Por tanto, al acceder al trono, Isabel había adquirido una profunda inclinación hacia todo tipo de saberes y una honda predilección por el estudio que contagió a quienes se movían a su alrededor, procuró instruirse en otras lenguas, como prueba su tardío aprendizaje del latín, del que comprendió su significación histórico-cultural y su valor para la diplomacia; se preocupó de la educación de sus hijos, de los vástagos de la nobleza y de los allegados a la corte, y se esforzó por hablar y escribir con pulcritud el castellano, del qual supo valorar su alcance como instrumento político y cultural, apoyando su difusión221.

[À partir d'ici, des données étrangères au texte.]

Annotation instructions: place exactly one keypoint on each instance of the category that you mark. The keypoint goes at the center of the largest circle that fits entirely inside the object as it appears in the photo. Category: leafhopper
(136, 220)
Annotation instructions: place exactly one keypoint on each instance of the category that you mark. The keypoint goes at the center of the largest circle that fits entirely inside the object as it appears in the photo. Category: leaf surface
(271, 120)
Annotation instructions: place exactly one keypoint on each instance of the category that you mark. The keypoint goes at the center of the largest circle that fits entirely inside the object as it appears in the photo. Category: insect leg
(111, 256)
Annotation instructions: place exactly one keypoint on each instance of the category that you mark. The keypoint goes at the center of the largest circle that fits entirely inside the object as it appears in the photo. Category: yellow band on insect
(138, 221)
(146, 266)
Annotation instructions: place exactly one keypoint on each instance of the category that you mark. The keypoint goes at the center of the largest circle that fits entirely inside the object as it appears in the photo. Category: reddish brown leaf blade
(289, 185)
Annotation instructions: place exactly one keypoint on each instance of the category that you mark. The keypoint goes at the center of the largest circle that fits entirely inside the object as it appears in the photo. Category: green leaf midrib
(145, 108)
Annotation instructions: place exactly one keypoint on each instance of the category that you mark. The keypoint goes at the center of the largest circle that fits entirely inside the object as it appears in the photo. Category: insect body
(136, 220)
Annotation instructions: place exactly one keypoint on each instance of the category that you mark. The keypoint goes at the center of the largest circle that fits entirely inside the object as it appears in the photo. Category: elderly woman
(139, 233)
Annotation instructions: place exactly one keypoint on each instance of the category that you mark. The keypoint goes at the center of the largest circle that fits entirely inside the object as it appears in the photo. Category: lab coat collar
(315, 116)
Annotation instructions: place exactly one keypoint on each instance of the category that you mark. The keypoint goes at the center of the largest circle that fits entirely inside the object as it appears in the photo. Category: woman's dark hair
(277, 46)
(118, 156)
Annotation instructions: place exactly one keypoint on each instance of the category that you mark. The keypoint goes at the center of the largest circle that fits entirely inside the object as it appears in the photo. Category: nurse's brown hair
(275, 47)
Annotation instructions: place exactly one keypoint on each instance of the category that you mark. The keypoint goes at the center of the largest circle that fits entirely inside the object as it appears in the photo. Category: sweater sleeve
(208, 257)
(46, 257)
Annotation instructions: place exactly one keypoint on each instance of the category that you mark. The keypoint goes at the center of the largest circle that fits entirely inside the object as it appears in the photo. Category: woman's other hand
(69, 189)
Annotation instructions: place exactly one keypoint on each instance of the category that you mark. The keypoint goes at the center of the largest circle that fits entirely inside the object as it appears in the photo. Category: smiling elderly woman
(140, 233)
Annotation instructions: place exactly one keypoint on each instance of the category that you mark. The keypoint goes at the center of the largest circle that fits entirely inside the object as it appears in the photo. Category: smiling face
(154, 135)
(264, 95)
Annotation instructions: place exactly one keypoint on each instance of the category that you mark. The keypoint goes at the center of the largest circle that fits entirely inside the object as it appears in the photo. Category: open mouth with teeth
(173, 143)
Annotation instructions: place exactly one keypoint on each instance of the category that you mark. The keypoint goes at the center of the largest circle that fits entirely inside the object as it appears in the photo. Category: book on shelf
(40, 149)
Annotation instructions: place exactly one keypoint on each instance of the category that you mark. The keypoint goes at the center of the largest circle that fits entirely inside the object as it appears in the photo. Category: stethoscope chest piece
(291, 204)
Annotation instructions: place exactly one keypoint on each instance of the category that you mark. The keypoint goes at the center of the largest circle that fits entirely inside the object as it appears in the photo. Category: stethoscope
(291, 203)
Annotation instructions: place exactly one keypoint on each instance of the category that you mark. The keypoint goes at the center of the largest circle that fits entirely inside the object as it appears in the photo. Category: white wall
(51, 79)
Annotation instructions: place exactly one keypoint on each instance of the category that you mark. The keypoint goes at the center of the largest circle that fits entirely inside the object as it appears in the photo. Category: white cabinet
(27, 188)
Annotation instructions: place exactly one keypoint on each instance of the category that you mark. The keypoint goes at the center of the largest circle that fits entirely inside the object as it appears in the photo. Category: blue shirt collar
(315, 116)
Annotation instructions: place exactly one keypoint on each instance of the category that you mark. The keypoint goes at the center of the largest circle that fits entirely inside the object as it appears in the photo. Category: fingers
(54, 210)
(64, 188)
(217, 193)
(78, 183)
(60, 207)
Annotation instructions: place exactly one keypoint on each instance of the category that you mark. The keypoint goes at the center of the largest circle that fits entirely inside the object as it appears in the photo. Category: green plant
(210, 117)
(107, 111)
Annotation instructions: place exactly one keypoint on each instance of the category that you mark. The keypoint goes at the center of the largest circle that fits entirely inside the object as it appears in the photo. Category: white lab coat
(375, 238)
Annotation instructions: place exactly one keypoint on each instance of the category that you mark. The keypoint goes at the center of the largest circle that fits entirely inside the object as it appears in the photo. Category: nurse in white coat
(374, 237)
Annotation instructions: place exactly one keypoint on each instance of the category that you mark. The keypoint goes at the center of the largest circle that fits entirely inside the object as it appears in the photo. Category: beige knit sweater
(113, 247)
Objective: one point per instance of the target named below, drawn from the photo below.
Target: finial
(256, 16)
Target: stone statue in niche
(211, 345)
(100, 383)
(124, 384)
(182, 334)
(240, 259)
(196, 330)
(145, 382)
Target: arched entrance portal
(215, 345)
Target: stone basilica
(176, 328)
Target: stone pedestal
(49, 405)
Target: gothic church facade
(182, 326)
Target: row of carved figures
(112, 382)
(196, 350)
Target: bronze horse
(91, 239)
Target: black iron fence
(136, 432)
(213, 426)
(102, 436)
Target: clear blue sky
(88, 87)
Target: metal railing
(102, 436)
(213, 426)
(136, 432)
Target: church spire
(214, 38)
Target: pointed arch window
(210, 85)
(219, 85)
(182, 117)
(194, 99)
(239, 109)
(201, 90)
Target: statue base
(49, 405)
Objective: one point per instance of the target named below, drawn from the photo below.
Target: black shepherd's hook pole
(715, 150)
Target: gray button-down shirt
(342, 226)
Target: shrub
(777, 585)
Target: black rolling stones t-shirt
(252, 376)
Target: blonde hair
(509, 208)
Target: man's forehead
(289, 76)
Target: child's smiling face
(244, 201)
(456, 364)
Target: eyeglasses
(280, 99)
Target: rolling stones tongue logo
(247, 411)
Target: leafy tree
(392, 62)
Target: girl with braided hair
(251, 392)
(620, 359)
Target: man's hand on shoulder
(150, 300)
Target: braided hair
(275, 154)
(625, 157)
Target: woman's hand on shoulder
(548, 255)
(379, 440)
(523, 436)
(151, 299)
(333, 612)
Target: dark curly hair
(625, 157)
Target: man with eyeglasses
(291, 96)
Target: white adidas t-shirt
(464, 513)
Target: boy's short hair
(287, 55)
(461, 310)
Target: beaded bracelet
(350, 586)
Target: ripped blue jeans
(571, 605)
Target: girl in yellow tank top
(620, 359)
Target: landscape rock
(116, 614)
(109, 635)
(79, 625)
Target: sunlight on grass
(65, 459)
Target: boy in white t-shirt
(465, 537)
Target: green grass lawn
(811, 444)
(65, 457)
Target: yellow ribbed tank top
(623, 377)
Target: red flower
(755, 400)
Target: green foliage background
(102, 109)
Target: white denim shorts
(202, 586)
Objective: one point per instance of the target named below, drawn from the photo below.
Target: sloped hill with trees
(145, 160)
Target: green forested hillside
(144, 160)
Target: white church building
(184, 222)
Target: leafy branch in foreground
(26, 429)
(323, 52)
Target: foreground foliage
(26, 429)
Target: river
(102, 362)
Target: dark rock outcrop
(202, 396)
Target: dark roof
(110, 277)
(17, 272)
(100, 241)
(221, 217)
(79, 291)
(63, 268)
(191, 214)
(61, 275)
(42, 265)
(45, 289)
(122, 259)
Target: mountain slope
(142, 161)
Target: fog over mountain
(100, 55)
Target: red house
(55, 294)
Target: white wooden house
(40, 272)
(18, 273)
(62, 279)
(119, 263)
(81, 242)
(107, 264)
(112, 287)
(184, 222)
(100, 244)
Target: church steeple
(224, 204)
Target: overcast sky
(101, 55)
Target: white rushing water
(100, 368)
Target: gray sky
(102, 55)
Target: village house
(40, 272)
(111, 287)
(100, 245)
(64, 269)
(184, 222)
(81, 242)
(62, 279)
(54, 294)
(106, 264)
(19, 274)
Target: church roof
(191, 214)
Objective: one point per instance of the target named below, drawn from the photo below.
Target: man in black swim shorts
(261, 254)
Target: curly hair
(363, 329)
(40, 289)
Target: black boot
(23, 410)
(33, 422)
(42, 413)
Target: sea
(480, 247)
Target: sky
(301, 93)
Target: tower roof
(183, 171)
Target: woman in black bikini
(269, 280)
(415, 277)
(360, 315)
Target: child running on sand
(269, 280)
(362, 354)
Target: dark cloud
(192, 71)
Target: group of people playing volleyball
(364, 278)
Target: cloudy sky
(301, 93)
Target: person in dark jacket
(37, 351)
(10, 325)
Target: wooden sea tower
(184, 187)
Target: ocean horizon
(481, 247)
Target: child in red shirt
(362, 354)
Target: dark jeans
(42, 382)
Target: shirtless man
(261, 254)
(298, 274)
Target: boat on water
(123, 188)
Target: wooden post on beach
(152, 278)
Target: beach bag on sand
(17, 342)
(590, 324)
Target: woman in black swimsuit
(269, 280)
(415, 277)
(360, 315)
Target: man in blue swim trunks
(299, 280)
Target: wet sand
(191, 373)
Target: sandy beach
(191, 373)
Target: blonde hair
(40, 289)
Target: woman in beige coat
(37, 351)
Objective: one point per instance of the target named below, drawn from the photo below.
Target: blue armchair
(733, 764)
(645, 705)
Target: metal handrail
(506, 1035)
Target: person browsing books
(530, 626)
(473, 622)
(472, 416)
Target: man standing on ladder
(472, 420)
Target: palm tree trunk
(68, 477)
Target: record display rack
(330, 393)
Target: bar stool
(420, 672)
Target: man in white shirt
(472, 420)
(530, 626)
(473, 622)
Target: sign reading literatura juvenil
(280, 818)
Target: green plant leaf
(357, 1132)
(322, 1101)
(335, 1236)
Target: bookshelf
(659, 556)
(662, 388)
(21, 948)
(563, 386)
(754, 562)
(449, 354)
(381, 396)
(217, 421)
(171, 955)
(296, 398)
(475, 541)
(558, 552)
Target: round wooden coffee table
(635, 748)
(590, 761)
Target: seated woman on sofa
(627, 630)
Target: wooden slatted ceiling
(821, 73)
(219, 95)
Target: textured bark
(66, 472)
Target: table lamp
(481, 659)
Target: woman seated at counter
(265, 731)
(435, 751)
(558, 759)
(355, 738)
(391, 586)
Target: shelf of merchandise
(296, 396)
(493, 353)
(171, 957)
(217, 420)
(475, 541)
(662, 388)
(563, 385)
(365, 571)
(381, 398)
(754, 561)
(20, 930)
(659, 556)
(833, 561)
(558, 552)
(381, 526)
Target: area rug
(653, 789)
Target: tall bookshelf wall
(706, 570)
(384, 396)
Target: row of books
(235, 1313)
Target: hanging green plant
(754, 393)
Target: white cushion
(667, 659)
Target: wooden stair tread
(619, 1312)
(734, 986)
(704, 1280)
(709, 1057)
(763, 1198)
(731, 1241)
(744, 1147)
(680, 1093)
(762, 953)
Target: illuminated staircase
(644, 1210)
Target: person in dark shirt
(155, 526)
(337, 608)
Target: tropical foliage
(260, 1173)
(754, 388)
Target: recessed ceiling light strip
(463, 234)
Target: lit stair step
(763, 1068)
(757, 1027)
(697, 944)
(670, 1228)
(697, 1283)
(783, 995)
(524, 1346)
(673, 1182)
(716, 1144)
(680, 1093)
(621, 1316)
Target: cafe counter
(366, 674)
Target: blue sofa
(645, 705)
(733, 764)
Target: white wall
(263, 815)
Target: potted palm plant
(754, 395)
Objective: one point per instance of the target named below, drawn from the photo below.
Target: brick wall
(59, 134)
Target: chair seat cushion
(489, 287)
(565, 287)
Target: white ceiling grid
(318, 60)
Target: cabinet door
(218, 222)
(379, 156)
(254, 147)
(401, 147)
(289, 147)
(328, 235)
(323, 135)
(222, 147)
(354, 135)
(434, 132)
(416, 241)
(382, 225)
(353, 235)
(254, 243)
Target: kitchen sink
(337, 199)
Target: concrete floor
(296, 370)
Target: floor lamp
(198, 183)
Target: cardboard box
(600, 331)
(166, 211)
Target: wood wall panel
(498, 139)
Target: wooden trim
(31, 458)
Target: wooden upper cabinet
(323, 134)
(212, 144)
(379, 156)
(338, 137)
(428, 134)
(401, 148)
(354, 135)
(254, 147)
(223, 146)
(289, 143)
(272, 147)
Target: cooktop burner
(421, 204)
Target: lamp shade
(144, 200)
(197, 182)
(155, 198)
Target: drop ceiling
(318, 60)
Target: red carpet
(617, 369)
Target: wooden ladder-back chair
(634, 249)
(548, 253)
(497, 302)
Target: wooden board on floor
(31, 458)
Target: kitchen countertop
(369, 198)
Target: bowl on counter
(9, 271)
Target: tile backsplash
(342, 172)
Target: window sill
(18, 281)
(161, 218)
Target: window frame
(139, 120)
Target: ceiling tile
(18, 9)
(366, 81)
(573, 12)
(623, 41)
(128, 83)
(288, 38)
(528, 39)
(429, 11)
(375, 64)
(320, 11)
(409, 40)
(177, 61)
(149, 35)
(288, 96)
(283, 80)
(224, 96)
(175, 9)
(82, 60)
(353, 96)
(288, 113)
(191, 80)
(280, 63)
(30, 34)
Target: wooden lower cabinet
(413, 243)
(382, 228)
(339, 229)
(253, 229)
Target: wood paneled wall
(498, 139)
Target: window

N’oublions pas, cependant, qu’Isabelle n’était nullement destinée à régner, et n’a donc pas été éduquée en tant que future souveraine. Certains, notamment fray Martín de Córdoba avec son Jardín de nobles doncellas, tenteront donc d’écrire pour elle un miroir semblable à ceux qu’avaient reçus ses prédécesseurs masculins. En tant que destinataire de ce texte, Isabelle bénéficie de la résurgence d’une pratique que le Moyen Âge hispanique a pendant longtemps ignorée : celle d’écrire des textes destinés à éduquer la gent féminine.